The New British Invasion

 

You have to wonder why a British/Dutch bank with little presence in New York City would pay $400 million to put it’s name on the new Nets arena in Brooklyn, when they passed up on owning Lehman Brothers. It’s hard to fathom what benefit Barclays envisions in such an immense expense over the next twenty years.

When I opened my mail today, I think I found the answer.

It’s a new concept in credit cards called the barclaycard, which formerly used to have the most vicious interest rate in the world, but now is currently redefining and re-branding with a permanent 8% rate, no balance transfer fees and no annual fee. This is better than twice as good a deal as being offered by many other credit cards today. But during the pandemic that deal evaporated and the rate now is 25.9 APR.

In 1966, when the modern credit card was born, Americans quickly ran up a billion and a half dollars in debt. Today that figure is close to $1 trillion and expected to keep growing. In fact, by the time most people graduate from college these days, they’re already saddled with such a massive debt load it’s nearly impossible to save money for decades. Many will quickly fall deeply into credit card debt and spend years paying minimum payments on a constantly growing principle until they can no longer meet that minimum and go broke. It’s the closest thing to legal slavery since the Civil War.
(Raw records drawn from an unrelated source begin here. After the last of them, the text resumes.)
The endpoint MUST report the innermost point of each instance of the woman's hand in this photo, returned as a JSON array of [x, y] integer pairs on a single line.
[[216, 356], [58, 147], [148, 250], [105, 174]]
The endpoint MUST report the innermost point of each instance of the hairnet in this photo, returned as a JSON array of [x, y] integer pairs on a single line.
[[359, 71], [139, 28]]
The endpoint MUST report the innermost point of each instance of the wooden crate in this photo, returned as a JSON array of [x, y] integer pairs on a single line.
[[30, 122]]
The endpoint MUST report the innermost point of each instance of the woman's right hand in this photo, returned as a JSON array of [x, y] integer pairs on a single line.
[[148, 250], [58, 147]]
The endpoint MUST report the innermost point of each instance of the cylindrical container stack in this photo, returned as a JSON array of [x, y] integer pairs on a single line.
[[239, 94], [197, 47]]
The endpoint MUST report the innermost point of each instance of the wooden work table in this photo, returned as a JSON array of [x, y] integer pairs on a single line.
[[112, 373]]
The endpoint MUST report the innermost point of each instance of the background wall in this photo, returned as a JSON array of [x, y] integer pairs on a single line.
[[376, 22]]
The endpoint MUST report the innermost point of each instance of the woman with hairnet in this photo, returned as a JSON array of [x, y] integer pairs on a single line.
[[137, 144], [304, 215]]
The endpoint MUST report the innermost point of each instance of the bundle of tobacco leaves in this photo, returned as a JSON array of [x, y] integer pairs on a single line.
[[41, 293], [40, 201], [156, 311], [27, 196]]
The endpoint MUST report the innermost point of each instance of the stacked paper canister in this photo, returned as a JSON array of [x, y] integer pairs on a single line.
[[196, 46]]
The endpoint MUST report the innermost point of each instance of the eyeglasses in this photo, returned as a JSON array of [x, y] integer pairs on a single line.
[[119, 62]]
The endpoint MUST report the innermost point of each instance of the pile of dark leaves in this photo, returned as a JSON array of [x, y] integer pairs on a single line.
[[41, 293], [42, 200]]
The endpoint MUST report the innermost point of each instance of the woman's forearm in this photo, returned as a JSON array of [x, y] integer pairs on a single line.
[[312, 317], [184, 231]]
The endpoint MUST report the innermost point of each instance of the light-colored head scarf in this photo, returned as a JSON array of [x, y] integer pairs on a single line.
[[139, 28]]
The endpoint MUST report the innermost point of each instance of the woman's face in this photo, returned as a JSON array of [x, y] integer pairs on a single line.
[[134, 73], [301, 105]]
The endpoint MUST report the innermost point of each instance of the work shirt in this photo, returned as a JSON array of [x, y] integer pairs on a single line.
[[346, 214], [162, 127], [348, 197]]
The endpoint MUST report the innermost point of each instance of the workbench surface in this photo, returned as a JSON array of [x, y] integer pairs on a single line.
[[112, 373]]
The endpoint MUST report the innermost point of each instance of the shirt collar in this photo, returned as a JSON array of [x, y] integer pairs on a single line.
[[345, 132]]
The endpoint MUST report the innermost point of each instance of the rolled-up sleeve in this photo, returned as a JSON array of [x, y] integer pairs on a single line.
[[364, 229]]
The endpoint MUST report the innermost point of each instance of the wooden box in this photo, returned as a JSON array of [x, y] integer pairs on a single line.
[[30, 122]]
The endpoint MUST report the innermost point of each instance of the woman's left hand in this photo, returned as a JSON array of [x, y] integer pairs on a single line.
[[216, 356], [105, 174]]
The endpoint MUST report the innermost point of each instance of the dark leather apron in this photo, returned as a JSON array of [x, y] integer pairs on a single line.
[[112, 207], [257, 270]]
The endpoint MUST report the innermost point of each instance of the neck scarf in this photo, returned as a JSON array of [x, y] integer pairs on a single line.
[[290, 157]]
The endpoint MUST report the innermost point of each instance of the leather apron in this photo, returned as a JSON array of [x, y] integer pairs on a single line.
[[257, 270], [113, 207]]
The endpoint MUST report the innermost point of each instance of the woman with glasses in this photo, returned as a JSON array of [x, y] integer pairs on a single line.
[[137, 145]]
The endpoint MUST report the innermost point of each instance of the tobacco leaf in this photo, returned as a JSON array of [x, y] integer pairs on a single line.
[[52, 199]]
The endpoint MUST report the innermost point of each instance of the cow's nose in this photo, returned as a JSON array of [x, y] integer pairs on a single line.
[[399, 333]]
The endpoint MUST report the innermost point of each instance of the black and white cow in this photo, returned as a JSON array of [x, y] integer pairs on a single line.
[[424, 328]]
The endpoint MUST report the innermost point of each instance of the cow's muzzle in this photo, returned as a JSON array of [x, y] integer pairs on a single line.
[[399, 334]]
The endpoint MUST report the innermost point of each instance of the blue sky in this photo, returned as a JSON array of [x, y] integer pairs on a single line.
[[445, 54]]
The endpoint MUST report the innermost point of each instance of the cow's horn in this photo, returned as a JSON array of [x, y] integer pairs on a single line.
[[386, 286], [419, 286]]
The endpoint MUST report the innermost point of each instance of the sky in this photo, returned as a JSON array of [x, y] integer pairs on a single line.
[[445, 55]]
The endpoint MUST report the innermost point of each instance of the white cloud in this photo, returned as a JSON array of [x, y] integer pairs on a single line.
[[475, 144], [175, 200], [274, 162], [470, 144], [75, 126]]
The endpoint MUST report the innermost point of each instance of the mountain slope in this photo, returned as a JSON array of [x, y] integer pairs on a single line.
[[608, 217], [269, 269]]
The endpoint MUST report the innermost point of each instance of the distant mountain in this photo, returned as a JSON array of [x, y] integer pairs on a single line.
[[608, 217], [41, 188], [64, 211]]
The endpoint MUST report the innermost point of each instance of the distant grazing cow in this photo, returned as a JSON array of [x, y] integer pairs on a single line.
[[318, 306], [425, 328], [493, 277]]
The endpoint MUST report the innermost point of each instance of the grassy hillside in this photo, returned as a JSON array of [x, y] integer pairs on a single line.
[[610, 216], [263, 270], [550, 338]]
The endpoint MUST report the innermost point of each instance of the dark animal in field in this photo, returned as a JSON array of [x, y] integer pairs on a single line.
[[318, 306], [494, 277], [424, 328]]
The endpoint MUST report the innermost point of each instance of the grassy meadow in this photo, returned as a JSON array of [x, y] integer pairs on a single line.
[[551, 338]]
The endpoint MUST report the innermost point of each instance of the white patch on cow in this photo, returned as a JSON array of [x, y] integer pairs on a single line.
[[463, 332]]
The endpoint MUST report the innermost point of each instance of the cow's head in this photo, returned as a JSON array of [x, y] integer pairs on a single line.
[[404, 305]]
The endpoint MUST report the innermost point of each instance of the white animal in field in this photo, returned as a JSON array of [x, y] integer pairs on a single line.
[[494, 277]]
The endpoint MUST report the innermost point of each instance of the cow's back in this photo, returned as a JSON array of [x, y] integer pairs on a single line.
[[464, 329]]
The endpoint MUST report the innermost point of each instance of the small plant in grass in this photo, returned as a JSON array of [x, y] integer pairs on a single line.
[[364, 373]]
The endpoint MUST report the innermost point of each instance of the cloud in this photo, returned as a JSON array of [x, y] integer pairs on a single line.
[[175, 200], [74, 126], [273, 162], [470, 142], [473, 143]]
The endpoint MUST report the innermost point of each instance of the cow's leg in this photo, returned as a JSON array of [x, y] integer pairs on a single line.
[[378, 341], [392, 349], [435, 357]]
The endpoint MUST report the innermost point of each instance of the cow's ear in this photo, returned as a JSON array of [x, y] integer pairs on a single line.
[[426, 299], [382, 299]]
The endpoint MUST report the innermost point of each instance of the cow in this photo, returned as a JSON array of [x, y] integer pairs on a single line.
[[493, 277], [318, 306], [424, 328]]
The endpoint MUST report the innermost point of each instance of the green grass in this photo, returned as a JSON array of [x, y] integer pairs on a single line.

You have to wonder how much of the trillion dollars is going to slide into the coffers of Barclays. I got heavily into credit card debt seven years ago when I had to put a new roof on my house, and it took me five years to climb out of it, and by that time I’d already been forced to pay thousands in interest, even though I was constantly trying to shuffle the debt into temporarily interest-free accounts.

In a few years some of us may be wondering who really won the Revolutionary War.